Accordingly, I respectfully dissent and would affirm the dismissal of Glover’s claims against Udren.
. Act of Jan. 30, 1974 P.L. 13, No. 6 (as amended 41 P.S. §§ 101-605).
. In full, Section 502, entitled, "Usury and excess charges recoverable,” provides:
A person who has paid a rate of interest for the loan or use of money at a rate in excess of that provided for by this act or otherwise by law or has paid charges prohibited or in excess of those allowed by this act or otherwise by law may recover triple the amount of such excess interest or charges in a suit at law against the person who has collected such excess interest or charges: Provided, That no action to recover such excess shall be sustained in any court of this Commonwealth unless the same shall have been commenced within four years from and after the time of such payment. Recovery of triple the amount of such excess interest or charges, but not the actual amount of such excess interest or charges, shall be limited to a four-year period of the contract.
41 P.S. § 502.
. Act 6 defines "person" as "an individual, corporation, business trust, estate trust, partnership or association or any other legal entity, and shall include but not be limited to residential mortgage lenders.” 41 P.S. § 101. In contrast, "residential mortgage lender” is defined as “any person who lends money or extends or grants credit and obtains a residential mortgage to assure payment of the debt. The term shall also include the holder at any time of a residential mortgage obligation.” Id.

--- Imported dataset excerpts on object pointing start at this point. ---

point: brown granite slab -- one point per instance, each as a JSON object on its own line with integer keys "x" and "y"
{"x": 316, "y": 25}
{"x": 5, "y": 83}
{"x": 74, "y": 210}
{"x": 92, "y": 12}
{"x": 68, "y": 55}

. Section 406, entitled "Attorney’s fees payable,” provides:
With regard to residential mortgages, no residential mortgage lender shall contract for or receive attorney’s fees from a residential mortgage debtor except as follows:
(1) Reasonable fees for services included in actual settlement costs.
(2) Upon commencement of foreclosure or other legal action with respect to a residential mortgage, attorney’s fees which are reasonable and actually incurred by the residential mortgage lender may be charged to the residential mortgage debtor.
(3) Prior to commencement of foreclosure or other legal action attorneys’ fees which are reasonable and actually not in excess of fifty dollars ($50) provided that no attorneys’ fees may be charged for legal expenses incurred prior to or during the thirty-day notice period provided in section 403 of this act.
41 P.S. § 406.
. Indeed, the plaintiffs in the case at bar pursued actions against Udren under the federal Fair Debt Collection Practices Act, 15 U.S.C. §§ 1692-1692p, and the Pennsylvania Fair Credit Extension Uniformity Act (FCEUA), 73 P.S. §§ 2270.1-2270.6. The plaintiffs’ claims, however, were dismissed by the federal courts. The Court of Appeals for the Third Circuit explained, inter alia, that Law Firm was not liable as a "debt collector” because it was acting as an attorney prosecuting a *635lawsuit to reduce a debt to judgment, which is specifically excluded from governance by the FCEUA. Glover v. F.D.I.C., as receiver for Washington Mutual Bank., F.A., 698 F.3d 139, 152 (3d Cir.2012),
. Notably, Glover sought damages from the Mortgage Companies for violation of Section 406 of Act 6, but the federal courts found that she failed to meet the necessary burden of proof. Glover v. Wells Fargo Home Mortg., 629 Fed.Appx. 331, 343 (3d Cir.2015) (concluding that, in regard to Wells Fargo, Glover failed "to present evidence on which a reasonable jury could conclude that she was charged attorney's fees not incurred or permitted under the loan documents and, more significantly, that she paid any such fees”).